If someone more knowledgeable or experienced than I am recognizes the issue and can offer a solution I would appreciate it very much. For me, success means at least getting the volume rebuilt and accessible so I can get the data from it.

Thanks.

Message was edited by: lkanna&# 13; &# 13; The response from PeterUK was the closest to the correct answer. The MBR was shot but my partitioning software was able to copy the data to a new partition when all other utilities could not. The data was recovered. Thanks PeterUK!.

6 Replies
idata
Employee
1,146 Views

After replacing a failed disk, accepting the 'resize' option to use all available space for the volume, and rebuilding, the volume is not accessible

You played around too much your meant to rebuild not resize even if it was available...such a number if things can go wrong if you don't keep it simple...what may of likely happened here is you used a MBR that limited the partition to 2TB but with you resizing the array bigger then 2TB as you was rebuilding it broke it.

Run this see if you can recover your files.

http://www.diskinternals.com/raid-to-raid/ http://www.diskinternals.com/raid-to-raid/

idata
Employee
1,146 Views

Peter, That was a very fast response - Thank You !
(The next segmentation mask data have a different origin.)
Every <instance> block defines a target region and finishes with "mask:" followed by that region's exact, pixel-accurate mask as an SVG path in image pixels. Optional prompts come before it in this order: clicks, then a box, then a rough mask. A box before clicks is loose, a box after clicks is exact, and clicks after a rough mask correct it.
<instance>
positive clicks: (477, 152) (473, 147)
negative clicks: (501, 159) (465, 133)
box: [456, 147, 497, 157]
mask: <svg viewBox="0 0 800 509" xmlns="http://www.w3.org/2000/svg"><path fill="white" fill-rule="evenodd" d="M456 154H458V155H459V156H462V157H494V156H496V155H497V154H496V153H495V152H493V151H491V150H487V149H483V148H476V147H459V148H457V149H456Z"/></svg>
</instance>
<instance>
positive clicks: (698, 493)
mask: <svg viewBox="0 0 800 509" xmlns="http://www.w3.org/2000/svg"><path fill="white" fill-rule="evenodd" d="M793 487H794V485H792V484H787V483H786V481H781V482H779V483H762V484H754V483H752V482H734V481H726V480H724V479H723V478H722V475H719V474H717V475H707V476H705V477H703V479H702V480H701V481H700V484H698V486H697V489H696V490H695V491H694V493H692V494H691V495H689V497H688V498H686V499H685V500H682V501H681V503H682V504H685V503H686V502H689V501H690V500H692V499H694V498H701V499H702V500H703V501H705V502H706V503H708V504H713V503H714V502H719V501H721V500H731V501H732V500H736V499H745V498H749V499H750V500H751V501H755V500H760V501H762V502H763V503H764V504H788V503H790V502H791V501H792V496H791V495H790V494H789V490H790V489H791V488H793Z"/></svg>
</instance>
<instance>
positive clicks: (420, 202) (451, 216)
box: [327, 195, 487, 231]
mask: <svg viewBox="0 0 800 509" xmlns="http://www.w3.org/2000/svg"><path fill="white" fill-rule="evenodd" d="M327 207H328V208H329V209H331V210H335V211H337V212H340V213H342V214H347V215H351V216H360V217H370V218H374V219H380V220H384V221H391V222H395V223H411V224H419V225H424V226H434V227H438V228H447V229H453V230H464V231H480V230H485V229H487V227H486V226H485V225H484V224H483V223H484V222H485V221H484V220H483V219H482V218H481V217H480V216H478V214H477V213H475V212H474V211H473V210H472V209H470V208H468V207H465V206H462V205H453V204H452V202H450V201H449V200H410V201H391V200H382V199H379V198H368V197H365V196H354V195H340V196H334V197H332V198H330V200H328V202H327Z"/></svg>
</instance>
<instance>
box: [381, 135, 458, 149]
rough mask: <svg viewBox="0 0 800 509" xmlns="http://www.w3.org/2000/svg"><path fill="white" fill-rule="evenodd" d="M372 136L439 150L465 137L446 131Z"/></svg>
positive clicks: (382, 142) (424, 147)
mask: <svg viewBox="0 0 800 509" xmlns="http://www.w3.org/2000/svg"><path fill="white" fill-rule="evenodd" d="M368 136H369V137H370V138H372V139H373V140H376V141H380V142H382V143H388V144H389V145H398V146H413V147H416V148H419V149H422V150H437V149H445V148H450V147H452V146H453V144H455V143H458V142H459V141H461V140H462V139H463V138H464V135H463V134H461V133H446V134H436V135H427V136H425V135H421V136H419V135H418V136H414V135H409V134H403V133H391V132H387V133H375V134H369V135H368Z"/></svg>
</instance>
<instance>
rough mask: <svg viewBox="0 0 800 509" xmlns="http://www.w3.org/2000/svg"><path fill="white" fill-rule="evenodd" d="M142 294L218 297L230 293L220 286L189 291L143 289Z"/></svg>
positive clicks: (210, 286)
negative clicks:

I tried the raid-to-raid app but it says it cannot access the volume. I'm centering my actions on the MBR as you have suggested and my machine is applying a partiion change right now - should be done in a day or so... [:-( We'll see... Intel has thoughtfully made other options unavailable at certain times in my mucking about - I wonder why they left this 'resize' snake pit option available for us poor souls to fall into?

0 Kudos
idata
Employee
1,146 Views

I'm centering my actions on the MBR as you have suggested and my machine is applying a partiion change right now - should be done in a day or so... [:-( We'll see...

I did say "what may of likely happened here is you used a MBR that limited the partition to 2TB but with you resizing the array bigger then 2TB as you was rebuilding it broke it." not do anything like that.

You likely have destroyed the array by doing that.

0 Kudos
idata
Employee
1,146 Views

I actually considered the array gone before I wrote my post. I have a backup and as always, most of the data is recoverable but there is that little recent bit that I want to get back if I can. I am now more interested in two things: 1) is any data recoverable and 2) do I want to use an Intel raid solution in the future. This effort will tell me both so I think its worth the investment of time. You seem very knowledgeable about these things. What might you suggest to replace the Intel solution?

0 Kudos
idata
Employee
1,146 Views

1) is any data recoverable

Was data recoverable before rebuilding and the array failed.

If it was just one drive that failed in RAID 5 but the array is listed as failed then yes data is recoverable and RAID to RAID software allows reading of most array types when that happens and if not there are other software tools that you may have to buy should it not work. But most of the time when that happens the array is degraded and you should ideally backup then.

A rebuild rarely causes problems but if the drives are not well cooled corruption can happen and the drives are fully stressed end to end of the array as not only does it rebuild data and parity but the free space data and parity too mainly because things like TrueCrypt do hidden volumes, not Initializing the volume before hand with something like that can cause problems.

2) do I want to use an Intel raid solution in the future.

You may not want to use Intel's ICH or PCH raid solution in the future after your experience this is not to say it doesn't work when it works it works and others have had the same problem as you with RAID 5 (or other) not doing what it should for what ever reason and it can happen on any RAID controller one used when this happens.

What might you suggest to replace the Intel solution?

None

0 Kudos
idata
Employee
1,146 Views

What operating syste are you using? Is it WinXP by chance?